Global communications now reveal hourly to people abroad how much better life is in Europe than in the Middle East and Asia - and how in America, Australia and Britain the standard of living is even better than in most of Europe.
It's like living in an alternate reality. Yes, people are impoverished in Middle East, but no, seeing our boastful displays of overt consumption and the commoditization of sex won't make the Muslim masses want to emulate our way of life; instead, it verifies the worst of what they have heard from radical groups.
Hanson wraps up with another doozie, emulating Bush's preposterous theory that the reason the `terrorists' are fighting so `vociferously' is because they're losing.
Wounded beasts like Iran, North Korea and bin Laden are most dangerous before they expire.

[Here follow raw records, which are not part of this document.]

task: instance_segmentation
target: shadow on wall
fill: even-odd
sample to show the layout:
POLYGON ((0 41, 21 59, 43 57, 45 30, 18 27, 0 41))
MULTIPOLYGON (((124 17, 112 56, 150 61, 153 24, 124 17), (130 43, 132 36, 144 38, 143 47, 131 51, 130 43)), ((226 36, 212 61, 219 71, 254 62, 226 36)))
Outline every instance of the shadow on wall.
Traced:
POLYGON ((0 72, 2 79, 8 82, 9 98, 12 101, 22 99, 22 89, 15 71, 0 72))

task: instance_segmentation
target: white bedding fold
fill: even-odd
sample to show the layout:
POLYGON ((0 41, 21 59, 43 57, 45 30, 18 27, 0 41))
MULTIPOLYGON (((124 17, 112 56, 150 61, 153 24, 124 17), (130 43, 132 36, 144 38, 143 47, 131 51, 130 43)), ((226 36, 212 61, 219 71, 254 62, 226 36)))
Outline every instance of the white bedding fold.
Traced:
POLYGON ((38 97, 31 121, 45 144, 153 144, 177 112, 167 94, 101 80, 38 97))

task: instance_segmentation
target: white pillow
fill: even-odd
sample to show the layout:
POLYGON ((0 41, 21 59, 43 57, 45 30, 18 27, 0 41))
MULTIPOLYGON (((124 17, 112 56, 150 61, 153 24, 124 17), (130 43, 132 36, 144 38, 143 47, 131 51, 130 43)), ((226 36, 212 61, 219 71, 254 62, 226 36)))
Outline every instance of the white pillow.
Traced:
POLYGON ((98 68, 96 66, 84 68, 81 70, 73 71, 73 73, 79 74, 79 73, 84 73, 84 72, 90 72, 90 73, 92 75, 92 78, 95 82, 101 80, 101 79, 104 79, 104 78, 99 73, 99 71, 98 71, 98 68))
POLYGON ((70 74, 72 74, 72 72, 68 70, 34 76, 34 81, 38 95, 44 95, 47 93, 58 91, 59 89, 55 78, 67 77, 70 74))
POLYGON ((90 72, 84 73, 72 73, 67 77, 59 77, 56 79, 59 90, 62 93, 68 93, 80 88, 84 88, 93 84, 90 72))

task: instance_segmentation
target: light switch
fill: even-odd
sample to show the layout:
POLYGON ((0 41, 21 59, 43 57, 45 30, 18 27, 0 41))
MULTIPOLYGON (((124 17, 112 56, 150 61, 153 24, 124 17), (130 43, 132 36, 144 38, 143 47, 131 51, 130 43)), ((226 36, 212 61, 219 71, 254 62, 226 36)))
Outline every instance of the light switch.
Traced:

The obvious question to ask then is would they be the less dangerous if they were beating us? One would expect blustery rhetoric from a near-death opponent, but not a worsening situation in Iraq, a nuclear-armed North Korea, and a resurgent Iran, bolstered by a new, anti-American nationalism. That claim sounds no better wrapped in a published op-ed than in Bush's incoherent press conference.
The bigger picture
This wholesale use of events and situations to prove a point completely contradictory to their actual context is the new MO of the right-wing. They are finally realizing that they can't spin their way out of the mess in Iraq or the Iraqization of Afghanistan -- they just don't even try anymore. This piece is beyond spin, it's into an Orwellian world of doublespeak: up is down and down is up.
We're making progress as long as they keep killing us. They actually want to be like us. Just like the Chinese and Indians, thanks to mass communication.
I can't help but wonder, as others have, do they even listen to themselves? It's as if they believe their own propaganda so much, they can spew off the rhetoric with complete disregard for the actual events.
They're not even spinning them anymore.